“Devíamos admitir a natureza como uma imensa multidão de formas, incluindo cada pedaço de nós, que somos parte de tudo: 70% de água e um monte de outros materiais que nos compõem. E nós criamos essa abstração de unidade, o homem como medida das coisas, e saímos por aí atropelando tudo, num convencimento geral até que todos aceitem que existe uma humanidade com a qual se identificam, agindo no mundo à nossa disposição, pegando o que a gente quiser.”

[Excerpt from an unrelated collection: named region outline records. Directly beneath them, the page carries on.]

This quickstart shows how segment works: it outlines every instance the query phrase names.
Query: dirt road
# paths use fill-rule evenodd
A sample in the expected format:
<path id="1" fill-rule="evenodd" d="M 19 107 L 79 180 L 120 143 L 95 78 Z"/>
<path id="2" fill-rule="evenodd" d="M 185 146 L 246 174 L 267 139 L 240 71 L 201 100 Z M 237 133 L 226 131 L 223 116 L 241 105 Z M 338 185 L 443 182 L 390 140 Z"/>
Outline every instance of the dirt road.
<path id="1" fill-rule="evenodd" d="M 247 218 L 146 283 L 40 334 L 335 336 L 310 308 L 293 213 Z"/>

Ailton Krenak, em Ideias para adiar o fim do mundo
Esta exposição apresenta um recorte de trabalhos recentes da artista carioca Mercedes Lachmann, com esculturas, objetos e vídeos, nos quais ela estabelece uma relação de interesse e intimidade com a natureza. Em sua pesquisa, procura compreender os mecanismos inteligentes das florestas, as formas de comunicação e de relacionamento das plantas, até se aproximar do legado medicinal dos povos originários, estudando as funções curativas para o espírito e a saúde, e o entendimento simbólico desses elementos. A partir desse arcabouço inicial, Mercedes elabora poeticamente seu laboratório de alquimia vegetal, baseando-se na transmutação da matéria e no trabalho com elementos brutos e vivos.
Na obra ” Campo de Força_2 “, a artista apresenta ampolas e esferas herméticas de vidro, de formato e tamanhos variados, que contém ervas embebidas em líquidos. As ervas foram selecionadas de acordo com seu potencial medicinal, num exercício de contenção do tempo e do saber, tanto para preservar a natureza e o conhecimento ancestral, como para estancar o processo da ação do tempo sob a natureza, criando assim um receptáculo para esses conhecimentos ancestrais. Nessa mesma direção, o vídeo “Coleta” documenta a artista recolhendo água no Rio Bonito, em Vale das Cruzes, Mauá (RJ), armazenada em vidros.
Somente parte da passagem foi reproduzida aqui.